Background
Clemens von Delbrück was born in Halle on January 19, 1856, the son of a physician.
Clemens von Delbrück was born in Halle on January 19, 1856, the son of a physician.
Clemens von Delbrück attended high school in Halle between 1873 and 1877. He studied theology at the Ruprecht-Karls-Universität Heidelberg and law at the University of Berlin. In 1882, having passed the staatsexamen, he gained a government post in Kwidzyn.

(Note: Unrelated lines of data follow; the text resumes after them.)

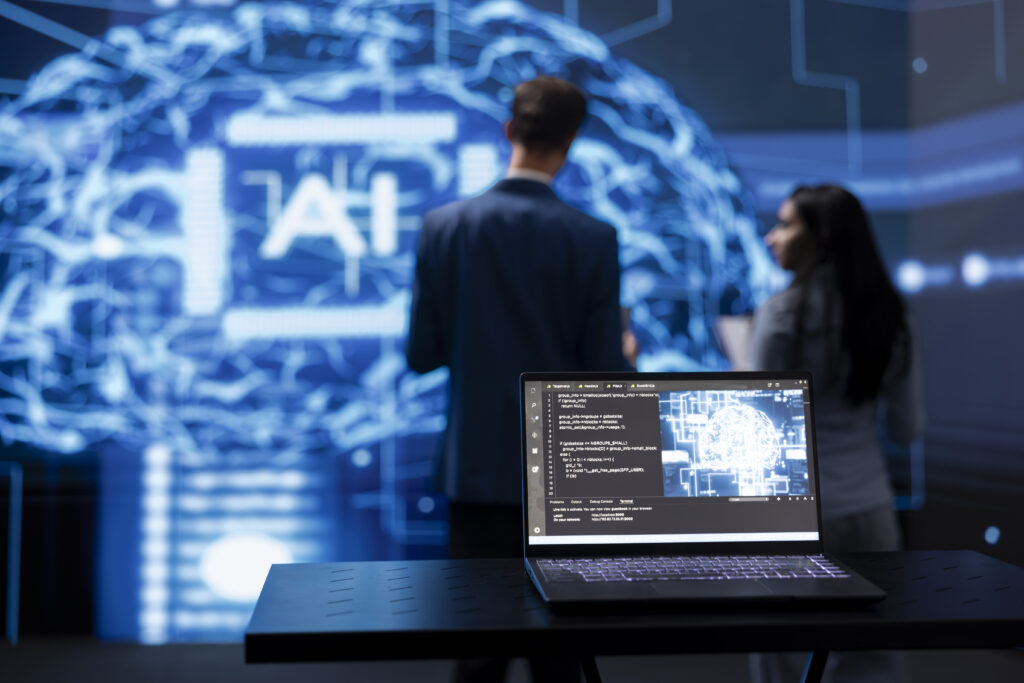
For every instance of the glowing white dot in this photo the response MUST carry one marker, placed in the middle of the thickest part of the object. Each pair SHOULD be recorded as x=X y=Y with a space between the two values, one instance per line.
x=975 y=269
x=910 y=276
x=108 y=246
x=361 y=458
x=158 y=455
x=235 y=566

His career was meteoric: lord mayor of Danzig in 1896, lord lieutenant of the province of West Prussia six years later, and Prussian minister of trade in October 1905. In this capacity Delbrück attempted through enhanced social welfare legislation to gain the support of the workers, especially those in the mining industry, for the Wilhelmian state. In 1909 Chancellor Theobald von Bethmann Hollweg appointed Delbrück minister of the interior; four years later Delbrück also became vice-president of the Prussian ministry of state. Among his most important acts were the concentration as well as regulation of all state insurance matters in 1911 and the drafting of a new constitution for Alsace-Lorraine.
In August 1914, Delbrück was entrusted with the economic aspects of the German mobilization. It proved too much for him. Already ill and overburdened, Delbrück lapsed into inaction and was unable to meet the mounting food shortage; the Social Democrats demanded price ceilings and controls on producers in November 1914. In order to ease Delbrück's load, Georg Michaelis was entrusted with the national food supply, and in February 1915, the German Upper House (Bundesrat) placed wheat production under government control. By October 1915, public pressure had forced Delbrück to set up an imperial potato office.
The year 1916 proved decisive for Delbrück. Food riots increased and isolated strikes attested to the dirth of edibles. Ill and universally denounced, Delbrück resigned on May 23, 1916. However, on October 14, 1918, he accepted the post of chief of the Civil Cabinet in order to realize Wilhelm II's promise of September 30 to liberalize the constitution by introducing ministerial responsibility. But it was already too late for piecemeal reforms: the kaiser was forced to abdicate on November 9 and to yield to a republic in Berlin.
After the war, Delbrück, who had been ennobled in 1916, helped to found the German National People's party (DNVP). Unfortunately, the moderate Delbrück, who counseled support for the Weimar Republic, proved unable to lead his party; instead, the DNVP increasingly grew hostile towards the new state in general and the policy of fulfillment in particular. Delbrück died at Jena on December 17,1921.